What I’ve Been Reading Lately…

The Forty Rules of Love, Elif Shafak

This novel by Shafak follows, on the one hand, a housewife who finds herself in a life she doesn’t really enjoy, falling in love with a person she has never met, and on the other hand, the lives of the famous poet Rumi and his spiritual companion, Shams of Tabriz. I have to admit, I had little patience for this novel, mainly because of its embrace of stereotypes in more ways than one. Ella is the lonely, sad housewife who takes care of everyone but herself. Rumi and Shams of Tabriz are self-important preachers/poets/choose whatever word you want to describe them who act as if every word out of their mouths has the weight of gold, not caring how their actions affect the people (especially women) around them. In my opinion, the power of fiction is not only to recreate worlds to show readers how things were in the past, but also to take that power and reimagine past events through a feminist lens, or at least one where women and minorities are not shown as victims of the same old narratives, but rather, where they use their implicit agency in their actions. It is a slight shift of perspective, but one that makes a significant difference in how a text is read and perceived, and Shafak fails in this. The result is a quite average novel, which is all well and good until one realizes that it could have been more than average—it could have been great.

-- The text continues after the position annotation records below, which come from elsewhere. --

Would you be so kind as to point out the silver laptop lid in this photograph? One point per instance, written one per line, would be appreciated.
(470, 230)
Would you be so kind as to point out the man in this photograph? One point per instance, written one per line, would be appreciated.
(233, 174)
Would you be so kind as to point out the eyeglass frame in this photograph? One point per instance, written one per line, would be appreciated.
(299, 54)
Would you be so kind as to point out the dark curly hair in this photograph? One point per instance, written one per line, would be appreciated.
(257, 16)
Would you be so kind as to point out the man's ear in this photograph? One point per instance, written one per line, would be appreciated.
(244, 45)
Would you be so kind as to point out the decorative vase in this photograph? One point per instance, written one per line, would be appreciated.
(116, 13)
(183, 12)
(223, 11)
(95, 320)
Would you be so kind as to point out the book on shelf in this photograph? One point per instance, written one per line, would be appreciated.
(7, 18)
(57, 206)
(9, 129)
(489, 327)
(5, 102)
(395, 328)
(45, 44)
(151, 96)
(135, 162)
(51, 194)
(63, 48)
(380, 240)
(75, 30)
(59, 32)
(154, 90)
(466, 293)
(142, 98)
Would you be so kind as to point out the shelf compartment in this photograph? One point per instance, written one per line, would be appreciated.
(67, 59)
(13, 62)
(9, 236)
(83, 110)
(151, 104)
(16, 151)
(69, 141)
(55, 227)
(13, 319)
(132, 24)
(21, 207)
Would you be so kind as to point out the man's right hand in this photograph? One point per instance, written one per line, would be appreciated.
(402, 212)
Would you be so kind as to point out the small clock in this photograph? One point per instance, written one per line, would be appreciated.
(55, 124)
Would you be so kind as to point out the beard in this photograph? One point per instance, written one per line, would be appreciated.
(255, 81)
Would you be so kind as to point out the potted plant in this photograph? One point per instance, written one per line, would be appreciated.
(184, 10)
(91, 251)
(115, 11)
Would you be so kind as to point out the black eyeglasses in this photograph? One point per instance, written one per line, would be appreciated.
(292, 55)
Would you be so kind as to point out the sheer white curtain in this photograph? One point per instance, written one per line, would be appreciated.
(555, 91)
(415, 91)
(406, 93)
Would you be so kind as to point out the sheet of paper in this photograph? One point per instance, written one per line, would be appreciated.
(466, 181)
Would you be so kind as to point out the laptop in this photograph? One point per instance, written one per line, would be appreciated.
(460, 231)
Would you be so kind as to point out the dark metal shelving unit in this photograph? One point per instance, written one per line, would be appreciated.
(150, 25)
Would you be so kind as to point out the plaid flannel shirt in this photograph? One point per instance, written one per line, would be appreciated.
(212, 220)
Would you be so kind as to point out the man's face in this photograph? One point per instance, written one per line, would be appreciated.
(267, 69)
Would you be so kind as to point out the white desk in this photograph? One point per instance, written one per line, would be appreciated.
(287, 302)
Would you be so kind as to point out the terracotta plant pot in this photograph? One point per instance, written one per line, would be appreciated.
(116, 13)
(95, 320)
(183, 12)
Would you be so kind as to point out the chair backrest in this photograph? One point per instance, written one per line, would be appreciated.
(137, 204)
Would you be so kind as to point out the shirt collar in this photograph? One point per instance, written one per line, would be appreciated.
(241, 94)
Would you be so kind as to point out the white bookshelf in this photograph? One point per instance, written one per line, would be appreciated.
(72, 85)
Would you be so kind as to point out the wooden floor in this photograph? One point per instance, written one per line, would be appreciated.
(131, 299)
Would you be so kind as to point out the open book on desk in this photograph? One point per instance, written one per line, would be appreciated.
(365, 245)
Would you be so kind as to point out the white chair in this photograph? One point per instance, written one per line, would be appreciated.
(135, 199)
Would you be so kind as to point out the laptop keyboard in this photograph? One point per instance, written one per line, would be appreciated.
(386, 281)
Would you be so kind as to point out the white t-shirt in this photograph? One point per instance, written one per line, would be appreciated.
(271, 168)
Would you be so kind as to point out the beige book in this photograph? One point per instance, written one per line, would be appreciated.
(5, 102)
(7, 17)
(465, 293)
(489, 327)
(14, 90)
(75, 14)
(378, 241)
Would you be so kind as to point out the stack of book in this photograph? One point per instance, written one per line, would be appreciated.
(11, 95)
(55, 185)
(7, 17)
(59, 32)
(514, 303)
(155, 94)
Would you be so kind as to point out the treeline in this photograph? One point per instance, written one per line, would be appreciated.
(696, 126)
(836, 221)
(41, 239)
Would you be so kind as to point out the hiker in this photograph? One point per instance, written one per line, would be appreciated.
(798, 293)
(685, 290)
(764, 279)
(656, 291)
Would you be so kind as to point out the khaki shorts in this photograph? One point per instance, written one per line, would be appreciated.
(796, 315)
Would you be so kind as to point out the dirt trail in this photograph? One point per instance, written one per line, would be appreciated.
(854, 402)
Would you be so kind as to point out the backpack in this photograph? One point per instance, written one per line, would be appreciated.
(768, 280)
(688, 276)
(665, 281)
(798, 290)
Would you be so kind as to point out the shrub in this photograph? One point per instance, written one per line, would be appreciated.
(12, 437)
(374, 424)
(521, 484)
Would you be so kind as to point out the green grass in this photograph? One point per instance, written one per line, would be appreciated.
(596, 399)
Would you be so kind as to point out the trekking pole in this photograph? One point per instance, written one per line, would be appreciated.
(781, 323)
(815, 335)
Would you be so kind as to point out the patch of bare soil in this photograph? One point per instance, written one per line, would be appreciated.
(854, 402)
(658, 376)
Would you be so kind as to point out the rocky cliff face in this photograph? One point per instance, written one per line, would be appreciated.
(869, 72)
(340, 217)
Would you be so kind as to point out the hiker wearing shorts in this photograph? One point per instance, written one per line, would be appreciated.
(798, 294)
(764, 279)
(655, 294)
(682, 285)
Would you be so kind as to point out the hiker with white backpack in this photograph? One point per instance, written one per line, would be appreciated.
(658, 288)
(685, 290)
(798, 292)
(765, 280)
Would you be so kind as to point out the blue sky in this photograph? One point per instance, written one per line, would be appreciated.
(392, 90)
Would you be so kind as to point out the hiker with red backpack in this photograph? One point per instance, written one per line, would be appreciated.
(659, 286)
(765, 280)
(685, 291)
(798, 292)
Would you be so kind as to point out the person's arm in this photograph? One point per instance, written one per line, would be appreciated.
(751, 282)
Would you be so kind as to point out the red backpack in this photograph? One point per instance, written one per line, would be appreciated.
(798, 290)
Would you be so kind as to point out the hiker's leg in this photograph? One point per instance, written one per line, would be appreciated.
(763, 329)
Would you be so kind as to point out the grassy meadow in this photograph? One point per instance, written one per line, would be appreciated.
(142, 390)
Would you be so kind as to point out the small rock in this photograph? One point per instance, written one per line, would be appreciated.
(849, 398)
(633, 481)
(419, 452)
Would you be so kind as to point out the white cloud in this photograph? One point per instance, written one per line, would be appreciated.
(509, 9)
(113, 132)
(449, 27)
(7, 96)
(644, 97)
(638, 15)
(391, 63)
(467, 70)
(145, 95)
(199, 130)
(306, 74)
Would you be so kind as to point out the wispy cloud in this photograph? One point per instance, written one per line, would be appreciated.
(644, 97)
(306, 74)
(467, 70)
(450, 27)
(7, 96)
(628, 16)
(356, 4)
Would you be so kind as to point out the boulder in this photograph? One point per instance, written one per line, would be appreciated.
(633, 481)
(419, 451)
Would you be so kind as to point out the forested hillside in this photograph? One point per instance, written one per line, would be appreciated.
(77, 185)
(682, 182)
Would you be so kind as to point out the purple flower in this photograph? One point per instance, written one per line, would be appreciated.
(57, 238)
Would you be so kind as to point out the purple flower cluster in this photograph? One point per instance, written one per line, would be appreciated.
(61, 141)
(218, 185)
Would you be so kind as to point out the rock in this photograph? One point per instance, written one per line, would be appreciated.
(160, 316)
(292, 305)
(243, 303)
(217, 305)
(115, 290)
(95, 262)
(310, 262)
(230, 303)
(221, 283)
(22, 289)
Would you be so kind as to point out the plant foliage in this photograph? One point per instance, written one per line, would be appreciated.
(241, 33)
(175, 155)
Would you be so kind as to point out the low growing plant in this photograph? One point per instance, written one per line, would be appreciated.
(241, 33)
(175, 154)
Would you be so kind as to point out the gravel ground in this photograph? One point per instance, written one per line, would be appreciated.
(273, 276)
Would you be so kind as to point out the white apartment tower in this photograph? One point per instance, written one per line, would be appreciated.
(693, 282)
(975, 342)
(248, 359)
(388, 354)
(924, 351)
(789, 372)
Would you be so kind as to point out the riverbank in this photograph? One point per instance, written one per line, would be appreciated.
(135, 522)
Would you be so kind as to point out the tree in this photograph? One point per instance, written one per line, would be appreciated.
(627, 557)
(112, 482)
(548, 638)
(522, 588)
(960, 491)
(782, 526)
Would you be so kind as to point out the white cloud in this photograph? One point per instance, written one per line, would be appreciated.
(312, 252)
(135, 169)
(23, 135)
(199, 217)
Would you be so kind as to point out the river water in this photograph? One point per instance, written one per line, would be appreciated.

Voices of the Lost, Hoda Barakat

Voices of the Lost follows the stories of five Lebanese immigrants as they navigate lives they never imagined leading in the forms of letters to their loved ones. Each letter is tenuously connected to the previous one, though neither of the letter writers is aware of it, and the letters themselves portray haunting realities that leave the reader aching. The pain of words being left unsaid, of never knowing the reasons behind people’s actions, of never seeing loved ones again…all while living in a new country, being forced to do certain things or work horrific jobs just to survive. It is already well known that the state of immigration is absolutely shameful, not just in places like the U.S., where the fight over the border is talked about incessantly, but also in places like Europe, where residents prefer to bury their heads in the sand rather than acknowledge the inherent humanity of the people trying to reestablish their lives. Barakat’s novel strips away all the feeble turns of phrase utilized around immigration and reveals what is left: pain, hurt, abandonment, rejection, and a society that again and again chooses themselves over helping others. Her prose forces introspection, and one can’t ask more of a book than that.